There are three build configurations:
- Emulation-SW - Compiles to the x86 Simulator. Provides the quickest compiles and fastest validation cycles, but does not provide any implementation details.
- Emulation-AIE - Compiles to the AI Engine Simulator. A slower compile, but targets the AI Engine hardware, and provides implementation details.
- Hardware - Compiles to physical hardware. This is the most time-consuming build, and should be done once the design is verified and ready to be tested on hardware.
In this tutorial, you will be targeting Emulation of the AI Engine. There are two ways to select the build configuration:
- From the Explorer pane, double-click on the application project file to open it, in this case, dsplib_tutorial_part_1.prj. After it opens, you can select the build configuration on the upper right hand corner and select Emulation-AIE.

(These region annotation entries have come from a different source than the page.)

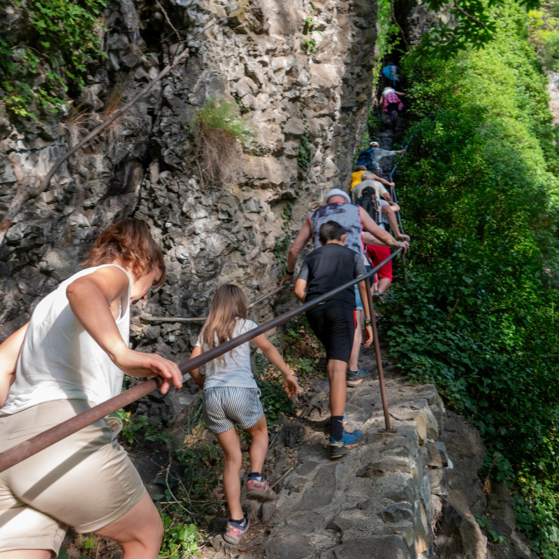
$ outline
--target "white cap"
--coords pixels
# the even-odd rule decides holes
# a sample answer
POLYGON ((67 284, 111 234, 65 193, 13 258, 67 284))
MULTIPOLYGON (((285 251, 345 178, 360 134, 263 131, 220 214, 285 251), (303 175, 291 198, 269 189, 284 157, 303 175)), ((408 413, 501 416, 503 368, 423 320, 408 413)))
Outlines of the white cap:
POLYGON ((333 188, 330 192, 328 192, 324 196, 324 204, 327 204, 328 201, 333 196, 343 196, 346 202, 349 202, 350 204, 351 203, 351 198, 349 198, 349 195, 347 192, 344 192, 343 190, 340 190, 339 188, 333 188))

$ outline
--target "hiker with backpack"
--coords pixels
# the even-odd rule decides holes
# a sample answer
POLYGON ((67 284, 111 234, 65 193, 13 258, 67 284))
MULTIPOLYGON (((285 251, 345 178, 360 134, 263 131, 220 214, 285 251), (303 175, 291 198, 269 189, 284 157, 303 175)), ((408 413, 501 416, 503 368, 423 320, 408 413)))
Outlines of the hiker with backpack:
MULTIPOLYGON (((367 187, 375 189, 377 193, 377 198, 379 199, 382 198, 386 200, 387 202, 391 202, 392 196, 389 191, 383 186, 384 184, 389 187, 394 186, 393 182, 389 182, 387 180, 377 177, 374 173, 371 173, 368 170, 363 173, 361 176, 361 182, 358 184, 356 184, 351 191, 351 198, 353 198, 354 203, 357 203, 357 201, 361 198, 363 191, 367 188, 367 187)), ((394 211, 398 210, 395 210, 394 211)))
POLYGON ((398 220, 394 212, 399 211, 400 206, 378 198, 374 188, 366 187, 363 189, 361 196, 357 200, 357 205, 362 208, 381 229, 388 232, 390 226, 397 239, 409 240, 409 237, 401 233, 398 226, 398 220))
POLYGON ((393 64, 390 61, 386 62, 382 71, 386 85, 391 85, 393 87, 396 87, 396 85, 400 82, 399 71, 400 68, 395 64, 393 64))
POLYGON ((391 157, 399 153, 405 153, 404 150, 383 150, 378 142, 371 142, 370 147, 363 150, 359 154, 356 165, 364 165, 367 170, 372 171, 377 177, 382 174, 380 160, 383 157, 391 157))
MULTIPOLYGON (((361 255, 344 247, 347 237, 344 228, 335 221, 323 223, 319 229, 321 246, 305 259, 295 284, 295 294, 301 303, 308 303, 324 293, 365 275, 361 255)), ((389 249, 390 250, 390 249, 389 249)), ((367 285, 357 284, 365 316, 370 317, 367 285)), ((355 323, 356 299, 354 287, 334 296, 305 313, 309 326, 326 351, 330 384, 330 458, 343 456, 358 444, 361 432, 344 430, 346 405, 346 373, 351 353, 355 323)), ((370 319, 365 319, 365 347, 372 343, 370 319)))
MULTIPOLYGON (((388 226, 390 225, 396 238, 409 240, 409 237, 407 235, 401 234, 398 229, 398 222, 394 213, 395 211, 400 210, 400 207, 397 204, 391 205, 385 200, 378 198, 375 189, 371 187, 366 187, 363 189, 363 194, 357 203, 380 228, 388 231, 388 226)), ((390 256, 390 248, 379 244, 378 240, 370 233, 363 233, 361 238, 365 245, 365 254, 370 259, 372 267, 378 266, 390 256)), ((369 266, 365 266, 365 268, 368 272, 371 269, 369 266)), ((374 302, 376 303, 379 300, 382 293, 389 290, 391 283, 392 261, 391 260, 377 272, 377 277, 372 286, 374 302)))
POLYGON ((396 127, 400 112, 404 108, 404 103, 400 99, 404 96, 405 96, 405 93, 397 92, 390 86, 386 86, 382 91, 381 97, 382 110, 384 112, 388 113, 393 128, 396 127))
MULTIPOLYGON (((368 261, 365 258, 361 239, 361 231, 363 229, 389 247, 393 248, 402 247, 405 251, 407 249, 408 244, 405 240, 403 242, 398 242, 385 229, 379 227, 363 208, 351 203, 349 195, 343 190, 333 189, 325 195, 324 200, 324 205, 313 212, 305 220, 298 235, 290 247, 287 255, 287 271, 282 279, 281 284, 293 280, 297 256, 310 240, 313 240, 315 248, 321 246, 319 234, 320 227, 328 221, 337 222, 344 228, 344 232, 347 235, 344 246, 357 252, 363 259, 364 263, 368 261)), ((363 303, 359 291, 356 288, 355 291, 356 307, 358 311, 357 322, 347 375, 347 383, 350 386, 356 386, 369 374, 365 369, 358 368, 359 354, 363 340, 361 326, 363 317, 363 303)))
POLYGON ((351 173, 351 185, 349 187, 350 192, 356 184, 358 184, 363 180, 361 177, 366 171, 367 168, 364 165, 356 165, 355 166, 354 172, 351 173))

- Click on the arrow symbol besides the hammer to select the active build configuration and select Emulation-AIE. This selects the AI Engine emulation and also starts the compilation process.
After the build configuration is selected, you only need to click on the hammer symbol to (re)compile the project.

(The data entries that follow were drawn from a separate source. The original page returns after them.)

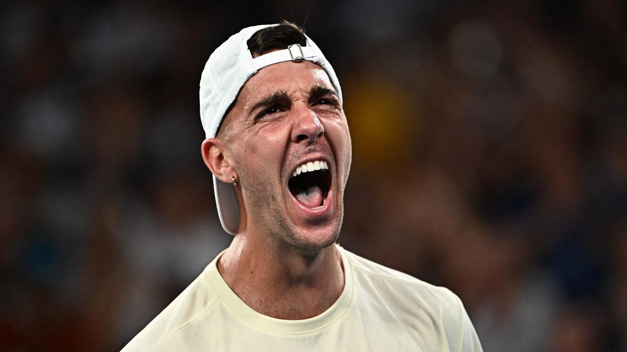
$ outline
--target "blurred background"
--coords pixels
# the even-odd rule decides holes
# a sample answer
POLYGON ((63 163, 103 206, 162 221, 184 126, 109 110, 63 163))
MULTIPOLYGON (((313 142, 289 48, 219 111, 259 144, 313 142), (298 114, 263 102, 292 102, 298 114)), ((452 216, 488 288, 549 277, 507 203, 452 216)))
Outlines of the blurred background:
POLYGON ((488 351, 627 351, 627 12, 613 0, 0 3, 3 351, 117 351, 231 240, 198 84, 302 24, 353 140, 345 248, 488 351))

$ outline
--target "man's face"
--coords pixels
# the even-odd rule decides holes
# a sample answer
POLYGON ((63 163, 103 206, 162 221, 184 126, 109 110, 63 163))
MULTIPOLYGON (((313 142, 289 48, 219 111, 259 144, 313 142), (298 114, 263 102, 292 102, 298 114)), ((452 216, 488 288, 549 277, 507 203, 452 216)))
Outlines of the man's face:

Building the project invokes the AI Engine compiler, which compiles the design, and maps it to the AI Engine tiles.
From the Assistant pane, expand the application (displib_tutorial_part_1), then expand the Emulation-AIE section, and double-click Compile Summary. Vitis Analyzer will now open. After it opens, it will display the Summary page, which provides a brief summary of the project.

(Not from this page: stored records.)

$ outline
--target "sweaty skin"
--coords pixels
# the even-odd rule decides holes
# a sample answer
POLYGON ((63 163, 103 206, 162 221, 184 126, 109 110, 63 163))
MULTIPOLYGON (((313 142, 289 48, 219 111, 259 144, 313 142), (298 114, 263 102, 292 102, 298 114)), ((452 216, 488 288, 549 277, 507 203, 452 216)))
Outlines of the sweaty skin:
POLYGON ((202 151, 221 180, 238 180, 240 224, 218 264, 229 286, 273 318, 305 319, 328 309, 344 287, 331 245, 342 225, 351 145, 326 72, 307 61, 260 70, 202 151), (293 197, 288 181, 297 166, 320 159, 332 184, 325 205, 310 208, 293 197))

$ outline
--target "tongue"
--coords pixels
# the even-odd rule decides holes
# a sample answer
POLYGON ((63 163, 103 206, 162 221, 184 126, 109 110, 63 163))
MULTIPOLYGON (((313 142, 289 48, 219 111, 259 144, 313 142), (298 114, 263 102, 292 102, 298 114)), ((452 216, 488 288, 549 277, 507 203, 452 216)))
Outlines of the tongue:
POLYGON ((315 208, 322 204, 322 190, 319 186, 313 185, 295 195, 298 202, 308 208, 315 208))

Selecting Graph on the navigation bar shows a diagram of the filter implementation. It illustrates the data connectivity points into and out of the graph (128-bit interfaces), and the symmetrical FIR filter kernel being implemented on a single tile with ping-pong buffers on either side of it.
Selecting Array on the navigation bar shows the physical implementation of the design on the AI Engine array. Here you can see the PLIO interfaces in pink, the AI Engine tile that implements the kernel in blue, and the ping pong buffers in purple. Note the kernel is located in tile (18,0), which was specified in fir_filter.h
. Clicking on the components on the diagram will take you to the appropriate tab below which provides a description of the element. Conversely you can select the various element tabs (Kernels / PL / Buffers / Ports / Nets / Tiles) and click on a component to see where it is located on the array.
You can select the other entries on the navigation bar to see additional implementation details.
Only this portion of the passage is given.